Just because a school is shut down doesn’t mean the building needs to stand lifeless. In Dallas, one program has found a new use for space. Here’s what they did.
One of the biggest side effects of schools being shut down across the U.S. is abandoned buildings—Structures that are perfectly intact. More than 1,900 public schools closed in this country during 2010-2011. Another 1,800-plus closed the school year before.
What’s to become of these shuttered facilities, many of them anchors of their neighborhood? Ted Kollaja and his team from Gensler, a global design firm, came together in Dallas to brainstorm ideas on what to do with these empty schools. Instead of letting these building sit vacant for decades until demographics change and budgets are restored and they’re needed again as schools (which is often the response from school districts and cities), why not reactivate them now as FOR LEASE community assets before they become stewards of urban decay.
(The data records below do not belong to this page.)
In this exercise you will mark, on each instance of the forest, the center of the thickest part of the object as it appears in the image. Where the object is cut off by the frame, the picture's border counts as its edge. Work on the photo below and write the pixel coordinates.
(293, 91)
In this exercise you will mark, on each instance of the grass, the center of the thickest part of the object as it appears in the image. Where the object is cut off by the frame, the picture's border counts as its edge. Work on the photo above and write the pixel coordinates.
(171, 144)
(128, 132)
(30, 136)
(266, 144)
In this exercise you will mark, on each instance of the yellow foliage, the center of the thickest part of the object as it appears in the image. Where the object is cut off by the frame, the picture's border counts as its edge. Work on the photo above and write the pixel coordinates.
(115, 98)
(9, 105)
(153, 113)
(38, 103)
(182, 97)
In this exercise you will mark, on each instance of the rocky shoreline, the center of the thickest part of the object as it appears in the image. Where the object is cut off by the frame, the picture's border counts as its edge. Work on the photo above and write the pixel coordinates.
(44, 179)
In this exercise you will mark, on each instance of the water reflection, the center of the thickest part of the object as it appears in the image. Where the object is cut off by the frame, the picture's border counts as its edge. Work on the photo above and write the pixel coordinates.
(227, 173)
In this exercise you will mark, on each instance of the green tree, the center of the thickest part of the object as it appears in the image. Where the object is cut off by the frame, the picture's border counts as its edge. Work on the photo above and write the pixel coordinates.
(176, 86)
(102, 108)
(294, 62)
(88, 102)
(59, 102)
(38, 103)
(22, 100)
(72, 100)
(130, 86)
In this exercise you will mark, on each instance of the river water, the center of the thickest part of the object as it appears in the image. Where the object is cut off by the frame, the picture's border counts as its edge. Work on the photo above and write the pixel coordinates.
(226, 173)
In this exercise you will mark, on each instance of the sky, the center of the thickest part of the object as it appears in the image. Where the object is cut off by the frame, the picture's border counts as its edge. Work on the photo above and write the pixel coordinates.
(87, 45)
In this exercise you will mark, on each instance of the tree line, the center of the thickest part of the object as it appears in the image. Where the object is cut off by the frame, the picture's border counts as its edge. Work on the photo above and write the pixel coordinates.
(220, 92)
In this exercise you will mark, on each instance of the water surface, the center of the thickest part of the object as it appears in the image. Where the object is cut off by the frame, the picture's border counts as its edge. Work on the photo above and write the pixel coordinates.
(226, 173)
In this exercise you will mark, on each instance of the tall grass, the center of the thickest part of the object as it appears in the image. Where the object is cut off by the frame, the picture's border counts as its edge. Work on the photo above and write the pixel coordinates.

Troubled but inspired by the closing of 11 schools in the Dallas Independent School District (ISD), the team developed a process for repurposing closed schools not just in Dallas, but anywhere. Their pilot intervention was the shuttered N.W. Harllee Elementary School in south Dallas, which closed its doors in May 2012. The team reinvented and reopened that school in July 2013—albeit for just six weeks—as the Summer Leadership Academy and saw 50 teenagers graduate from a program that taught them life and career skills.
So what was the process? Grassroots activism. Within a month of the January 2012 announcement that schools would be closed, a small group of architects and designers from Gensler’s Dallas office came together to brainstorm solutions. Architecture is not just about building buildings; it’s about the impact buildings have on the community. This project offered the perfect opportunity to jump in and help re-energize once vibrant city spaces.
Out of the 11 closed schools, Harllee Elementary was chosen for the pilot intervention, because it offered a dynamic trio: political support (Mayor Mike Rawlings is pushing hard for investment in south Dallas); the right facility (Harllee is a historic building); and the right community engagement. The Golden Gate Missionary Baptist Church was an enthusiastic ticket into the community. Not just a church, it’s a pillar of this neighborhood with a long legacy of pastors as community leaders.
The idea of a summer leadership academy was specific to Harllee and its community. It was the outcome of meetings with residents of The Bottoms (as the neighborhood is known), who wanted a program for their 13- to 17-year-old children (kids too young for jobs, too old for summer camp). They wanted a program that would build up their teenagers, teaching them lessons in leadership and developing their creativity, teamwork, and even fitness.